Gross discusses these differences between beneficiaries with commercial insurance and Medicaid patients, but also highlights how patients in general may not be receiving the levels of biomarker testing they need.


0:07 | In terms of testing, we found that Medicaid patients were significantly less likely to receive biomarker testing. So, for example, in EGFRtesting about 65% of privately insured patients received EGFRtesting against 41% of Medicaid patients. ALKtesting was in 63% of private versus 48% of Medicaid, and this was a consistent finding across all the different biomarkers we looked at. Finally, if you put it all together to ask which patients received all the tests they should have received at any given time, rather than each of the individual biomarkers, we found that 45% of patients with private insurance had received all of the recommended tests. But only 34% of patients who have Medicaid [received all the recommended testing].

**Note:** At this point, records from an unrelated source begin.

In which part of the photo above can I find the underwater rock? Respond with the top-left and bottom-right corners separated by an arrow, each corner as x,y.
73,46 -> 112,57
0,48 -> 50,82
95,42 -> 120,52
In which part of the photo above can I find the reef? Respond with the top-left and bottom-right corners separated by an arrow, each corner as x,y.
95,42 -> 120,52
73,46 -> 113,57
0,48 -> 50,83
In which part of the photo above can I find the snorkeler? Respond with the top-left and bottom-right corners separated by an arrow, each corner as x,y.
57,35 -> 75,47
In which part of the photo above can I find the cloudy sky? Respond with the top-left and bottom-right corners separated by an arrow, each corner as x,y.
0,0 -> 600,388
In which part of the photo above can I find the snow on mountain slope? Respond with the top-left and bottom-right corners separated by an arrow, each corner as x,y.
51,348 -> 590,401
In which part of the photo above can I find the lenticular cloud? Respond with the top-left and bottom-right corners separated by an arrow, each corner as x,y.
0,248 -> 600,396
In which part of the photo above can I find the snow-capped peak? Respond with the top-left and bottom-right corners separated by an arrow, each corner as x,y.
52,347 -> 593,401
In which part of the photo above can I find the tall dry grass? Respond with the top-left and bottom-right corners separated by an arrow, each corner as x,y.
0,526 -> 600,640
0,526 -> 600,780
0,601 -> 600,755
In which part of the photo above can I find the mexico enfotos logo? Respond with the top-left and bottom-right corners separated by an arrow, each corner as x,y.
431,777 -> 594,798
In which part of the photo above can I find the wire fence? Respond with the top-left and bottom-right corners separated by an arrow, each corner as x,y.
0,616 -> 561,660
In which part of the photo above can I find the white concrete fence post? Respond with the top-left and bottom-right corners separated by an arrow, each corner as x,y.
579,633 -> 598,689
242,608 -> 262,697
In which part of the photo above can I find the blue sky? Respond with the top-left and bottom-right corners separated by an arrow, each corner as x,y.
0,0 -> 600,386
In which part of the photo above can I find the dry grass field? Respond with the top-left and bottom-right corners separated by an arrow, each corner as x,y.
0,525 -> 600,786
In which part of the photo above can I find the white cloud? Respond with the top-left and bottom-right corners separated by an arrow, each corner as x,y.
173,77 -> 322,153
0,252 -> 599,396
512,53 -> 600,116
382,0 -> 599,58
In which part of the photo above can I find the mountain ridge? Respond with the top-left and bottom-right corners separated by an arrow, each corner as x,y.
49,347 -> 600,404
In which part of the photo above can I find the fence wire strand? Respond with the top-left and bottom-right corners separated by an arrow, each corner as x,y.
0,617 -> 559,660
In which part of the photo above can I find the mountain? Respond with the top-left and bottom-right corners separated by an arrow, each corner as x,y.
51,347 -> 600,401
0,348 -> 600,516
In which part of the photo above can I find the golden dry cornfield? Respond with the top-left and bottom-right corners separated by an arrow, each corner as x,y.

1:04 | So there are 2 main findings here. First of all, there is a difference, Medicaid is significantly less than private insurance, but also, even with private insurance, only 45% of patients received the recommended test [at data cutoff]. I think we’re in a situation here where it’s important to look at the inequity, but it’s also important to look at the overall focus of what we’re doing and how we can intervene to improve access to biomarker testing for all patients.